Feeling that the future peace of the world would depend upon relations between the United States and Russia, he devoted much thought to the planning of a United Nations, in which, he hoped, international difficulties could be settled.

As the war drew to a close, Roosevelt's health deteriorated, and on April 12, 1945, while at Warm Springs, Georgia, he died of a cerebral hemorrhage.

FIRST LADY'S BIOGRAPHY
Anna Eleanor Roosevelt
Anna Eleanor Roosevelt
A shy, awkward child, starved for recognition and love, Eleanor Roosevelt grew into a woman with great sensitivity to the underprivileged of all creeds, races, and nations. Her constant work to improve their lot made her one of the most loved—and for some years one of the most revered—women of her generation.

Eleanor was born in New York City on October 11, 1884, daughter of Anna Hall and Elliott Roosevelt, younger brother of Theodore. When her mother died in 1892, the children went to live with Grandmother Hall; her adored father died only two years later. Attending a distinguished school in England gave her, at 15, her first chance to develop self-confidence among other girls.

Tall and slender but apprehensive at the thought of being a wallflower, she returned to the U.S. for a debut that she dreaded. In her circle of friends was a distant cousin, handsome young Franklin Delano Roosevelt. They became engaged in 1903 and were married in 1905, with her uncle the president giving the bride away. Within eleven years, the Roosevelts had six children; one son died in infancy. "I suppose I was fitting pretty well into the pattern of a fairly conventional, quiet, young society matron," she wrote later in her autobiography.

In Albany, where Franklin served in the state Senate from 1910 to 1913, Eleanor started her long career as political helpmate. She gained a knowledge of Washington, D.C., and its ways while Franklin served as Assistant Secretary of the Navy. When he was stricken with poliomyelitis in 1921, Mrs. Roosevelt tended him devotedly. She became active in the women's division of the State Democratic Committee to keep his interest in politics alive. From his successful campaign for governor in 1928 to the day of his death, she dedicated her life to his purposes. She became eyes and ears for him, a trusted and tireless reporter.

When Mrs. Roosevelt came to the White House in 1933, she understood social conditions better than any of her predecessors and she transformed the role of first lady accordingly. She never shirked official entertaining; she greeted thousands with charming friendliness. She also broke precedent to hold press conferences, travel to all parts of the country, give lectures and radio broadcasts, and express her opinions candidly in a daily syndicated newspaper column, "My Day."

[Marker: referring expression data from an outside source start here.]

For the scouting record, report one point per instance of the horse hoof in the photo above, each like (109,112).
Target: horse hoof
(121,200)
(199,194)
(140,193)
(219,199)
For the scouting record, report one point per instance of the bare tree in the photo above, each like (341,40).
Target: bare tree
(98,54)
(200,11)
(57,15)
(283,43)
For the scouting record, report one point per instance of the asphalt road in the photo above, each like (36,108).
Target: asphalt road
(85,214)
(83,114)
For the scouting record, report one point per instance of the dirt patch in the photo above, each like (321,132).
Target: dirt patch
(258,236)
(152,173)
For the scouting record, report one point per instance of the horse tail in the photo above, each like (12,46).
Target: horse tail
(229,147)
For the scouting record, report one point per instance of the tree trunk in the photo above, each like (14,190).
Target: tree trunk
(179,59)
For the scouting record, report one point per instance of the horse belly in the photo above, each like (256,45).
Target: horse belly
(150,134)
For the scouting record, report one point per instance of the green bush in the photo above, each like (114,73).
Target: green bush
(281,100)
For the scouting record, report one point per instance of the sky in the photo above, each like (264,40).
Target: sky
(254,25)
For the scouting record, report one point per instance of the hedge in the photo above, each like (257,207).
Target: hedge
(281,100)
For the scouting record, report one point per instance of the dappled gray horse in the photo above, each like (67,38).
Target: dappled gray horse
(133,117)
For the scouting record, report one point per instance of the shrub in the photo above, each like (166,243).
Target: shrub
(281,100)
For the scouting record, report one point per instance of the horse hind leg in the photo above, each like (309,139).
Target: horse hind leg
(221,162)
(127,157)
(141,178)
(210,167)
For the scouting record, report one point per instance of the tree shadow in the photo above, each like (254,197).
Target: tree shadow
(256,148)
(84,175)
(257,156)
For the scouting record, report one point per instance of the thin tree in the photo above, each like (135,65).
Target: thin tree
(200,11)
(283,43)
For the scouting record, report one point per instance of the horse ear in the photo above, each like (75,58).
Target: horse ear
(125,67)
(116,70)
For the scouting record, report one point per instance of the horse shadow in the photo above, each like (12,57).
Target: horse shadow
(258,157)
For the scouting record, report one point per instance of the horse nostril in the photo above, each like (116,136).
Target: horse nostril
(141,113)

This made her a tempting target for political enemies but her integrity, her graciousness, and her sincerity endeared her personally to many—from heads of state to servicemen she visited abroad during World War II. As she had written wistfully at 14, "No matter how plain a woman may be if truth and loyalty are stamped upon her face all will be attracted to her..."

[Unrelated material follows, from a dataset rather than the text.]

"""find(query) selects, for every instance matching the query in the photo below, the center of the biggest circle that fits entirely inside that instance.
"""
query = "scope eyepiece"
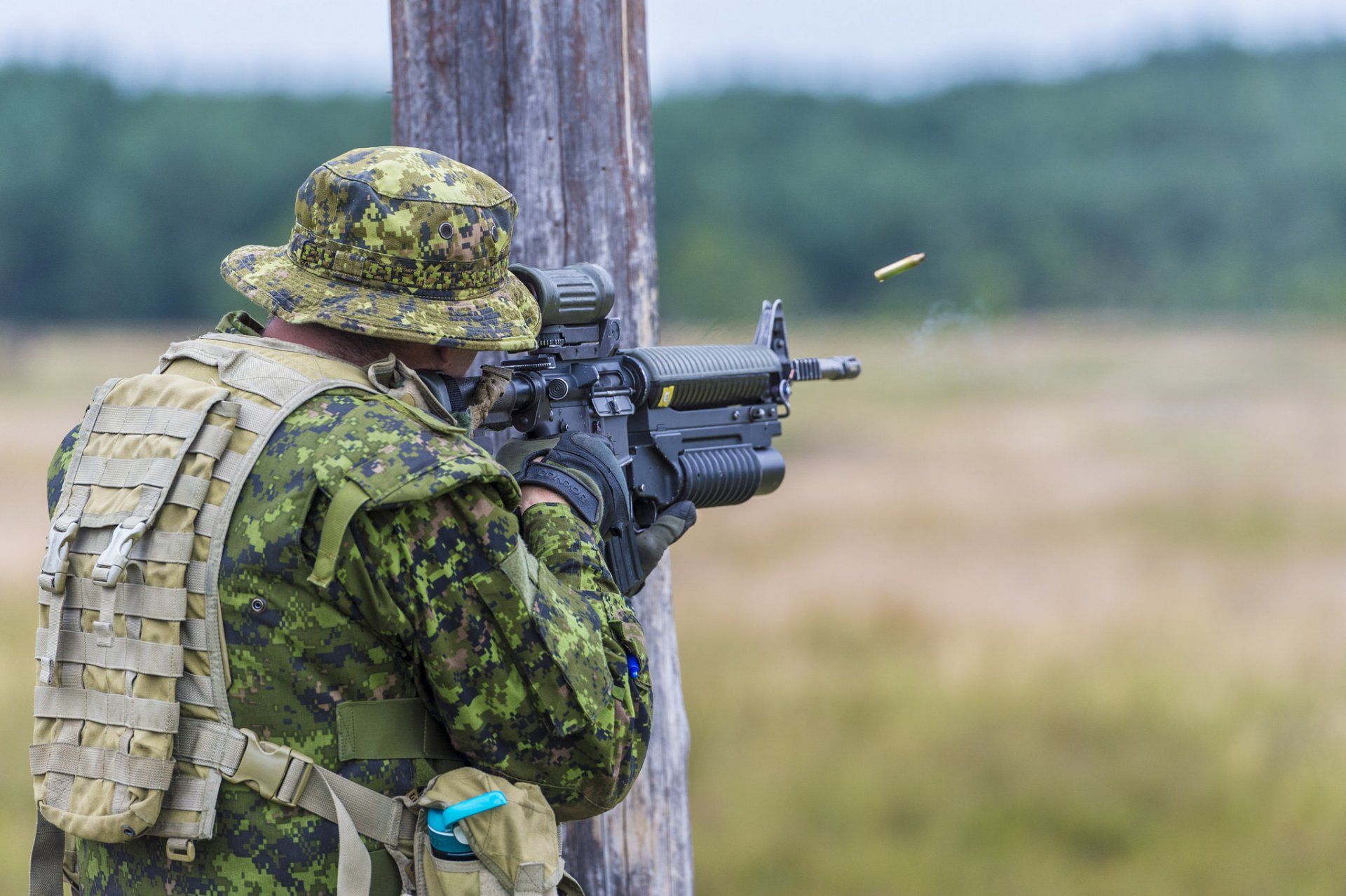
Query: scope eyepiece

After the president's death in 1945, Mrs. Roosevelt returned to a cottage at his Hyde Park estate; she told reporters, "The story is over." Within a year, however, she began her service as American spokesman in the United Nations. She continued a vigorous career until her strength began to wane in 1962. Mrs. Roosevelt died in New York City that November, and was buried at Hyde Park beside her husband.

MAJOR EVENTS
1933: Twenty-first Amendment: repeal of prohibition.
1935: Social Security Act. Roosevelt signs this act to benefit unemployed workers and retirees.
1933–1939: FDR creates economic relief programs known as the "New Deal" including the creation of the CCC, NRA, and TVA.
1939–1945: World War II begins.
1941: U.S. enters World War II after Pearl Harbor is attacked.
1945: Yalta Conference, the second of three significant meetings is held between Roosevelt, Churchill, and Stalin to discuss the reorganization of postwar Europe.

TRIVIA
1. Franklin Roosevelt was the first president to speak on television.
2. Roosevelt was the first president to fly in an airplane.
3. Serving four terms, Roosevelt was in office longer than any other president.
4. Because Roosevelt was paralyzed from polio, he served his entire presidency without the use of his legs.